Cat, street, feeding
Not everyone hates cats – Asian street cats being fed.

Gregory Andrews, the threatened species commissioner for the Department of the Environment stated: “We don’t hate cats. We just can’t tolerate the damage that they’re doing to our wildlife”. All kinds of methods including poisoning are used to exterminate them and they have been eradicated from over 50 islands and large areas of the Australian and New Zealand mainland.

In the USA, the Smithsonian Conservation Biology Institute accuses cats of killing 1.4 to 3.7 billion birds and 6.9 to 20.7 billion mammals each year.

The UK Mammal Society believe 275 million animals are killed by cats annually in the UK, including 55 million birds and 80 million mice. They have even been implicated in the death of 230,000 bats. Bizarrely the top three birds allegedly killed by cats are house sparrows, blackbirds and starlings which we look upon as pest species anyway in the UK and slaughter in their millions. The whole debate then becomes rather meaningless.

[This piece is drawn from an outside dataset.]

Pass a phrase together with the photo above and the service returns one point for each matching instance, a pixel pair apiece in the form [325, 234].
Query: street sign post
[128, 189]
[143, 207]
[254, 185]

Surprisingly, the RSPB, the UK’s leading bird conservation organisation, have supported the cat in the past pointing out that:

“there is no clear scientific evidence that such mortality is causing bird populations to decline. This may be surprising, but many millions of birds die naturally every year, mainly through starvation, disease or other forms of predation. There is evidence that cats tend to take weak or sickly birds”. RSPB

But most authorities believe extermination is the answer and decry any other initiative such as trapping, neutering and releasing as it is not viewed as cost-effective and doesn’t decrease numbers because you need to neuter all of them and not allow any to be abandoned.

Feral cats face unpleasant and agonising deaths through poisoning and trapping.

They reckon neutering and releasing only maintains large cat colonies which still cause havoc in nearby sensitive wildlife areas. They may not be able to breed, but they can still eat is the stance that the exterminator lobby take.

Feral cats face unpleasant and agonising deaths through poisoning and trapping in many countries through no fault of their own because of the historic legacy of our insistence on introducing them into sensitive areas such as islands as pest controllers and then as pets and in recent times allowing them to breed out of control.

The lines are drawn between those who want to kill all the ‘nuisance’ feral and stray cats and those who wish to neuter and release them and it is pretty obvious which side will prevail. This is particularly so in countries like Australia, New Zealand and islands who have vulnerable rare native species of birds, mammals and reptiles.